Apr 082021
 

(Andy Synn closes out the week a little early by throwing on the new record from India’s Moral Collapse)

Let’s be honest about something – music writers, especially Metal music writers, are often an inherently insular, introverted, slightly egotistical, group. We’d have to be, after all, to think that anyone wants to read our rambling opinions in the first place!

On the positive side, these little cliques, cults, and covens that we form are often extremely supportive places, characterised by a certain level of mutual respect and empathy fuelled by our shared experiences.

On the other hand, they do occasionally engender a certain amount of “group think”, where one writer (or group of writers) publishes an opinion or analysis which, for whatever reason (often simply because people don’t want to be seen attacking or undermining their cohorts) sets the tone for everyone else going forwards.

It doesn’t mean they’re necessarily wrong, but it does often result in certain ideas and assumptions being codified as “fact” and makes it difficult for alternative viewpoints to get a word in edgewise.

Case in point, some of the hype that’s been built up around the recently-released debut album from Indian duo Moral Collapse might have you believing that this is the most mind-bending, head-spinning record since… name a band/album/date… but the truth is it’s not quite as complex or crazy as its been made out to be.

It is, however, very, very good.

Whereas some bands like to operate on an artsy, “less is more”, sort of basis, just one quick spin through this album’s thirty-six manic metallic minutes will let you know that Moral Collapse clearly operate under a philosophy of “more is not enough”, as almost every single track here is a devastatingly dense and insanely intense whirlwind of sonic fury.

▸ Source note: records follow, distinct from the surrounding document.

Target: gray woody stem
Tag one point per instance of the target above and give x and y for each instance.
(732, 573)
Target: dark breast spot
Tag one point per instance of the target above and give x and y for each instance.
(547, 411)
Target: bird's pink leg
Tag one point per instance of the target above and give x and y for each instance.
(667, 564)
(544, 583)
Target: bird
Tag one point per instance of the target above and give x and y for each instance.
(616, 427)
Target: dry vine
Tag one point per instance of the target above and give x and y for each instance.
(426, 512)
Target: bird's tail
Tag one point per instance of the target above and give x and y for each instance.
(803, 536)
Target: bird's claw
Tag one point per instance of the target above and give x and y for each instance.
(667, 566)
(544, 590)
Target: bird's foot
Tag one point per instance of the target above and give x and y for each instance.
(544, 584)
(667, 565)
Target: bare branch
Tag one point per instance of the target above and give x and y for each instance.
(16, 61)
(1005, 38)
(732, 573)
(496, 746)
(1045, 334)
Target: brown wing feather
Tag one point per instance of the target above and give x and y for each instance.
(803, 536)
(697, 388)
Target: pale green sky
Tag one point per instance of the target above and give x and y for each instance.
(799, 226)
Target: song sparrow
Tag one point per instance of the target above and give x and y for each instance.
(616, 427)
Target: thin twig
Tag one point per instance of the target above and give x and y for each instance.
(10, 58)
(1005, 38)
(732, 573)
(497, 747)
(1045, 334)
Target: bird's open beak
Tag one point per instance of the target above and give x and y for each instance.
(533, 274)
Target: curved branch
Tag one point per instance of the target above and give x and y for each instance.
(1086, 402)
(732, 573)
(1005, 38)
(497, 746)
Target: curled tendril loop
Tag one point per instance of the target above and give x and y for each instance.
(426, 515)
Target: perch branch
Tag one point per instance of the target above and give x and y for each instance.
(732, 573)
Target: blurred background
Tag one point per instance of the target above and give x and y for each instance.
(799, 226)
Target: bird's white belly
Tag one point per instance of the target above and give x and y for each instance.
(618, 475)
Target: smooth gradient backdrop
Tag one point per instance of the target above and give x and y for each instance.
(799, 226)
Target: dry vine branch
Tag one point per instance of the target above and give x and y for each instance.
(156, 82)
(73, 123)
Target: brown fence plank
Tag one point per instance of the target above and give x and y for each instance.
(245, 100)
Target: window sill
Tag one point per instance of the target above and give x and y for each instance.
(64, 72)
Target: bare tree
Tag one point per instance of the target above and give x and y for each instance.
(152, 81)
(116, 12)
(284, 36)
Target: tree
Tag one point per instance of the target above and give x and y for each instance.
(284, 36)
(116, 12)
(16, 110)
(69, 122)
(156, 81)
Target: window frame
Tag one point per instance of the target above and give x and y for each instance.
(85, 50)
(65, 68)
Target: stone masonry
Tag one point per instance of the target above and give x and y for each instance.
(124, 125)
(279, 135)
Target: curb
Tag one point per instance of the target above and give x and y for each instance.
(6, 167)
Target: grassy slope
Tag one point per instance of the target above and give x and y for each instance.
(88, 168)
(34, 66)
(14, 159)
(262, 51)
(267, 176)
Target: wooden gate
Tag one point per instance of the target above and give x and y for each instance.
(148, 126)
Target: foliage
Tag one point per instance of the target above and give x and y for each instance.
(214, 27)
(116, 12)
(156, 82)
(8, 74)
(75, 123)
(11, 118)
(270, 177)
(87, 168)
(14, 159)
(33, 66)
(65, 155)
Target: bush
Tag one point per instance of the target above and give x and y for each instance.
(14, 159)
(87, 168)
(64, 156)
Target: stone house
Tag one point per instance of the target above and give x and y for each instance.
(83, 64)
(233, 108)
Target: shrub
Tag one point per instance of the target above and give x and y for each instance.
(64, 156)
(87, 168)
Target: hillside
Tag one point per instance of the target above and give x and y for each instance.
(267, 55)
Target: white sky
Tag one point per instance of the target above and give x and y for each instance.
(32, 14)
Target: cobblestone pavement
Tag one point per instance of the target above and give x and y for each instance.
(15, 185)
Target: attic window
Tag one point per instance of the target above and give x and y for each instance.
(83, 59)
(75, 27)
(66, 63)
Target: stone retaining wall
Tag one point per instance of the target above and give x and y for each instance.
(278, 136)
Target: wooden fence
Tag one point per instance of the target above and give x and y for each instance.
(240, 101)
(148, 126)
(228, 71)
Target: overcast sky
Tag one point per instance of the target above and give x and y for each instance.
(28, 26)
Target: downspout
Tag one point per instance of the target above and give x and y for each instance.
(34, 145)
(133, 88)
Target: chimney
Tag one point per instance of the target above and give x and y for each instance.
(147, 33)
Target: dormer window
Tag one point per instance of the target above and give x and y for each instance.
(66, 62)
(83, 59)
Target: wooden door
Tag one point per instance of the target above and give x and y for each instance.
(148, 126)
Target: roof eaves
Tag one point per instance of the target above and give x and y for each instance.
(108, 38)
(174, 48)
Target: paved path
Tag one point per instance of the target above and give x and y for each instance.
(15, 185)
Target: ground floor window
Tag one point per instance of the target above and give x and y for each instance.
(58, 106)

Racing (and I do mean racing) from one blitzkrieg burst of rocket-propelled riffs and blast-fuelled drums (written and performed by a certain Hannes Grossmann, whose involvement makes clear sense given the album’s heavy Necrophagist vibe in places) to the next, the album’s key touch-points are pretty clear – pretty much anyone with a love for full-force, face-melting Death Metal will find a ridiculous amount to love here – and the duo of Arun Natarajan and Sudarshan Mankad obviously wear their influences with no small amount of pride (as well they should).

But it’s the sheer maximalism of the album, with everything turned up all the way to eleven without losing all sense of nuance, which really makes it shine (the bass in particular, so often cruelly buried in situations like this, stands out just as loudly and proudly as everything else, adding a proggy/techy “pop” to each and every track).

And while there’s often an almost overwhelming amount of stuff going on in every song, it never actually manages to totally overwhelm your ability to process it all and is, in fact, surprisingly, even shockingly, accessible at times (especially during killer cuts – and future Death Metal classics – like “Your Stillborn be Praised”, “Suspension of Belief”, and “To the Blind, All Things Sudden”, which are as hooky as they are heavy).

Of course, it’s also a little bit… let’s say experimental… in places too, and while I think some of the album’s more unusual embellishments work wonders – the squawking, discordant blasts of saxophone and subtle shivers of violin during “Abandoned Rooms of Misspelled Agony”, for example, are seamlessly integrated into the album’s metallic maelstrom – others (such as the aimlessly abstract, anticlimactic soundscape of closer “Trapped Without Recourse”) don’t really add all that much to the album’s vivid creative palette, and make me a little hesitant to use words like “Avant-Garde” and “Progressive” which others have been happily splashing around.

Despite its flaws, however, the self-titled album by Moral Collapse is certainly one of the most striking and self-assured debuts in modern memory – in many ways, in fact, it reminds me of Nader Sadek’s mutated version of Morbid Angel’s fatal formula from 2011’s In the Flesh – and while it might fall just short (and I do mean short as, strictly speaking, there’s only six “real” songs here) of true greatness it most definitely sets the stage for a bright, brutal future, and leaves this particular writer hungry for more!